Sudan, September 05: Tribesmen killed 20 people, including a chief and his family, in an attack on a south Sudan village in the latest violence in the oil-producing territory, the South Sudan army said on Saturday.

An army spokesman accused former foreign minister Lam Akol, now the leader of a breakaway political party, of arming the attackers from his Shilluk tribe. Akol dismissed the accusation.

The Shilluk tribesmen attacked the village of Bony-Thiang in Nile state on Friday morning, killing civilians of the Dinka tribe, the army said.

Rival tribes from Sudan’s underdeveloped south have clashed for years in disputes often caused by cattle rustling and long-running feuds but violence has increased this year.

The United Nations said the attacks could mar preparations for Sudan’s first multi-party elections in 20 years, scheduled for April 2010. They could also affect the security of oil installations across the region.

Southern politicians have accused north Sudan’s dominant party, the National Congress Party (NCP), of trying to destabilise the south by provoking and arming rival tribes.
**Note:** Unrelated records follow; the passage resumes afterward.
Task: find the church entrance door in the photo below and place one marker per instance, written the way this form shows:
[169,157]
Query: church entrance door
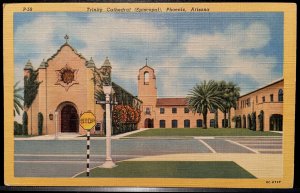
[69,119]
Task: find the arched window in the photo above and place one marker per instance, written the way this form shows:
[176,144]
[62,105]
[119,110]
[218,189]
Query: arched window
[162,124]
[280,95]
[146,78]
[212,123]
[186,123]
[174,123]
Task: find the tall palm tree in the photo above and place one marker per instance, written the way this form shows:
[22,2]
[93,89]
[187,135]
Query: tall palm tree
[232,93]
[17,99]
[204,97]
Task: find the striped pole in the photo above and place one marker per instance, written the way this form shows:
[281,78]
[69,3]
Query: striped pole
[88,153]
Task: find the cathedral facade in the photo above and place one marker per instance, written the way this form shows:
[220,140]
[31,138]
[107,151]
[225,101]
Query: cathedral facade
[67,89]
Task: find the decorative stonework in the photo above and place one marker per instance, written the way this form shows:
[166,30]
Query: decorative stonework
[66,77]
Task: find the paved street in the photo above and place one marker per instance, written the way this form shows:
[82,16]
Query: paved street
[66,158]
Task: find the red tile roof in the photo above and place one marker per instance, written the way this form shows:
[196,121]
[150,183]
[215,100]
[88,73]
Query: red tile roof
[171,102]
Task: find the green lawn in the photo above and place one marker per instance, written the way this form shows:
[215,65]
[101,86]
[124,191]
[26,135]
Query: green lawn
[202,132]
[24,136]
[172,169]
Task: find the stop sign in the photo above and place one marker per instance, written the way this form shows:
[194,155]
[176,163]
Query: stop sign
[87,120]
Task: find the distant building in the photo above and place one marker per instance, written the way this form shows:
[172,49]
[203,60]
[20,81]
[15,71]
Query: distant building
[168,112]
[258,110]
[265,105]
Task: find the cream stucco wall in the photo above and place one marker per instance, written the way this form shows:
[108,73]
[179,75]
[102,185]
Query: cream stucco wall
[52,97]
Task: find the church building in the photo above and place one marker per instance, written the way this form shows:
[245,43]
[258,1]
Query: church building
[68,83]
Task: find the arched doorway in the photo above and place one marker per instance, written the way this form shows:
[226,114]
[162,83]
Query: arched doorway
[148,123]
[69,119]
[276,122]
[249,121]
[261,120]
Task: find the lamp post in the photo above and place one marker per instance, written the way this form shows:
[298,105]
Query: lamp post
[56,113]
[108,161]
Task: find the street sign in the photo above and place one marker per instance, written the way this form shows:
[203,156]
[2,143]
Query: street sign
[87,120]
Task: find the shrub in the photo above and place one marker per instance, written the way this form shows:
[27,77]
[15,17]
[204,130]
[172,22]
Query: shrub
[40,123]
[25,123]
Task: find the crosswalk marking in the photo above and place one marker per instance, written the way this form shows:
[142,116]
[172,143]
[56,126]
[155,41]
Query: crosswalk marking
[242,146]
[208,146]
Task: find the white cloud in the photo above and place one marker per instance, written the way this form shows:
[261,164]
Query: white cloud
[227,49]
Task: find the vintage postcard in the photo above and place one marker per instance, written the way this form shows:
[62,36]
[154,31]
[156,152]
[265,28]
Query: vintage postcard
[150,95]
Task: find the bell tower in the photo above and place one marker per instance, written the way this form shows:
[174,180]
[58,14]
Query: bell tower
[147,92]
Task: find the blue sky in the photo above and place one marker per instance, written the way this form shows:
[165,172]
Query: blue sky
[183,48]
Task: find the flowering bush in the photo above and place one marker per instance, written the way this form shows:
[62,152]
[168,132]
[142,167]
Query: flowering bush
[125,114]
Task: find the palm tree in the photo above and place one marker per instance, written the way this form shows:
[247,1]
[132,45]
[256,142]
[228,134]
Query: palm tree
[204,97]
[222,87]
[17,99]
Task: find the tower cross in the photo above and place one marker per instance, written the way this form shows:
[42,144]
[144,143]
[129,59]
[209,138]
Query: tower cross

The NCP denies the accusation.

Sudan’s mostly Christian south fought the Muslim north in a two-decade civil war that ended in a 2005 peace accord that created a semi-autonomous southern government, allowed the south to keep an army and promised elections, followed by a referendum on southern independence in 2011.

Analysts say Khartoum’s elite is nervous about the prospect of an independent south, a region which holds most of the country’s proven oil reserves.

Southern army spokesman Kuol Diem Kuol accused the north of conspiring with Lam Akol to arm the Shilluk attackers and encourage them to take revenge for past Dinka raids.

Akol formed a new party, Sudan People’s Liberation Movement for Democratic Change (SPLM-DC) in June, splitting from the main southern party, the former rebel Sudan People’s Liberation Movement (SPLM).

Akol said he was disappointed with the SPLM’s leadership and the slow pace of development since the 2005 accord.

“(Lam Akol) was all this time arming the Shilluk to allow the Shilluk to retaliate against Dinka, this is typical of the NCP — to arm civilian populations,” Kuol said.

The attackers burned Bony-Thiang to the ground and killed Dinka chief Thon Wai with his two wives and three children, he said.

Akol dismissed the accusations of his involvement. “This is absolute nonsense,” he told Reuters. “Their intention is to smear the good name of myself and the SPLM-DC.”

The accusations will stir painful memories of divisions between southern leaders during the north-south civil war, a conflict which killed an estimated two million people.

At the height of the war in 1991, Akol and other commanders defected from the southern rebel army and formed their own force. The split, which largely followed ethnic lines, led to a series of inter-tribal clashes.